Je déteste le silence.

Ok, détester c’est peut-être un peu fort, mais il me fallait un phrase d’accroche. Je ne hais pas le silence, mais il m’angoisse. Ça me donne une impression d’immobilité, de figé. Comme si le bruit était l’assurance du temps qui passe; le marqueur qui confirme que tout suit son cours.

J’écoute la radio toute la journée. Ou plutôt j’entends la radio toute la journée. Car à vrai dire une fois allumée je n’y fait plus attention. Je choisis d’entendre des stations généralistes, pas des stations musicales; les chansons ont trop de saveur auditive et me forcerai à les écouter.
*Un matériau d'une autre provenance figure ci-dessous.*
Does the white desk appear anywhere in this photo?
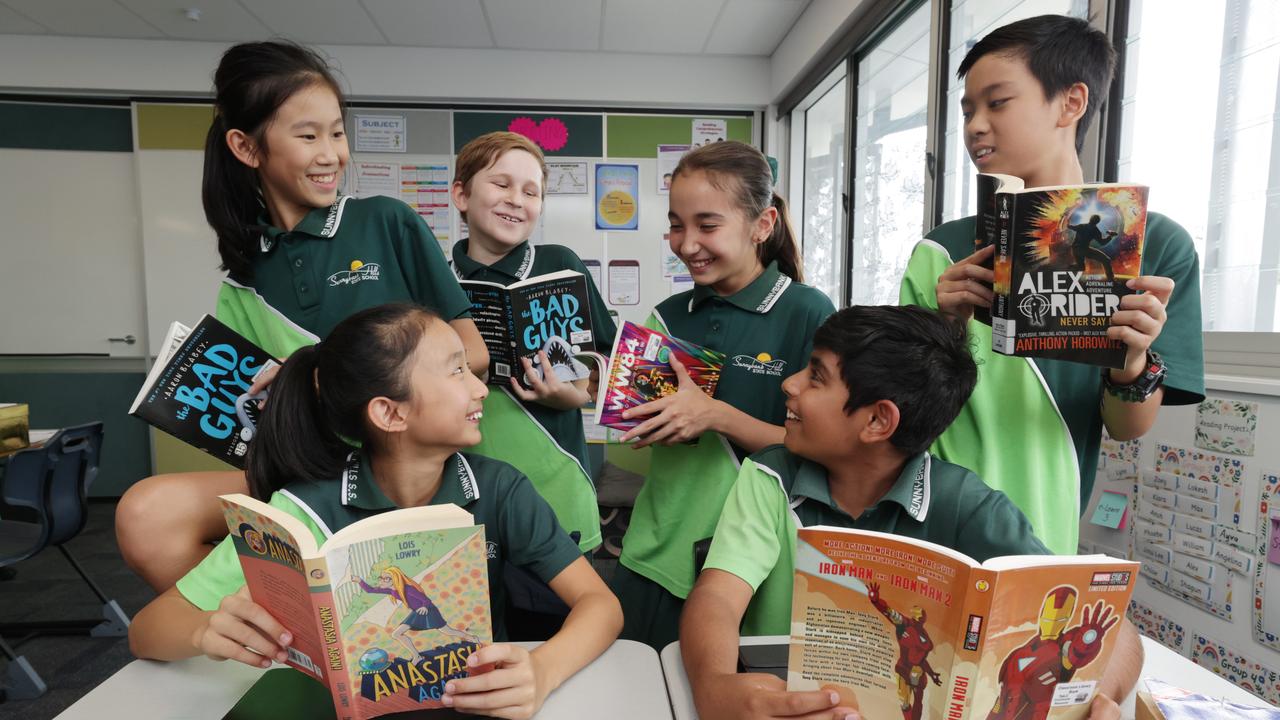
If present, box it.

Non, les émissions sur les films qui paraissent, ou les bulletins d’informations qui se répètent toutes les dix minutes sont beaucoup plus aptes à se confondre dans mes oreilles et à passer inaperçues par mon cerveau. Peut-être que c’est une manière de noyer un sens pour pouvoir se focaliser sur un autre? Un peu comme ces dîners dans le noir où on compense avec l’odorat et le goût.

Paolo

Une fois l’ouïe saturée, j’arrive mieux à me concentrer. Maintenant en écrivant ça je me rend compte que ça ressemble à un trader qui se “concentre mieux” après un rail de coke ou à cet ami qui conduit mieux après quelques bières. Le premier pas c’est de l’admettre c’est ça ? :-)

Même une fois mes écouteurs dévissés des oreilles, les occasions de silence complet sont rares. Il y a toujours une voiture qui passe, quelqu’un qui parle trop fort dans son téléphone dans le bus, ou plus sympa (mais plus rare) un oiseau qui chante.
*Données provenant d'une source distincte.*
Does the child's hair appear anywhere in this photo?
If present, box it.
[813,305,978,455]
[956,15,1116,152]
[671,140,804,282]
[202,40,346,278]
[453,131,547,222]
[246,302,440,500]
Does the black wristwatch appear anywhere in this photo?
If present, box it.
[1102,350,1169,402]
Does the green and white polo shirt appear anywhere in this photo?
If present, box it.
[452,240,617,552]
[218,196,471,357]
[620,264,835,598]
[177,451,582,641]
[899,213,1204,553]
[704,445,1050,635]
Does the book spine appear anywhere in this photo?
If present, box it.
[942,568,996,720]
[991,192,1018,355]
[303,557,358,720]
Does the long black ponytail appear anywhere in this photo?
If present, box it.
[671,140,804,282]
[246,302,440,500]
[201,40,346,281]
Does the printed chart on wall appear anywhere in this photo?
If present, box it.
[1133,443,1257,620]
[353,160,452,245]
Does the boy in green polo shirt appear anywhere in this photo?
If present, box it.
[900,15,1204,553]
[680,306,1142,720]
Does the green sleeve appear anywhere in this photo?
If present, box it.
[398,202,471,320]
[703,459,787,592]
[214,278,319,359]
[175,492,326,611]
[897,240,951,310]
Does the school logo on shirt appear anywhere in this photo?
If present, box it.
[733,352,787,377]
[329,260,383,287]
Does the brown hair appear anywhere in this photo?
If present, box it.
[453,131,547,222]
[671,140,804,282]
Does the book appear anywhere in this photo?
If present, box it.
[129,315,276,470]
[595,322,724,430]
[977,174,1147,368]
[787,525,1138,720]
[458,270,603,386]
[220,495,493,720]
Malgré tout ça; les gens avec qui je me sens le plus proche et le plus à l’aise, ce sont ceux avec qui les silences sont agréables. Avec qui on ne se sent plus obligés de faire une petite conversation de peur de les ennuyer. Pas seulement ceux avec qui la pression d’éviter les blancs a disparue, mais ceux avec qui les silences ont autant de sens que les paroles.

Et toi, c’est quoi ton bruit de fond?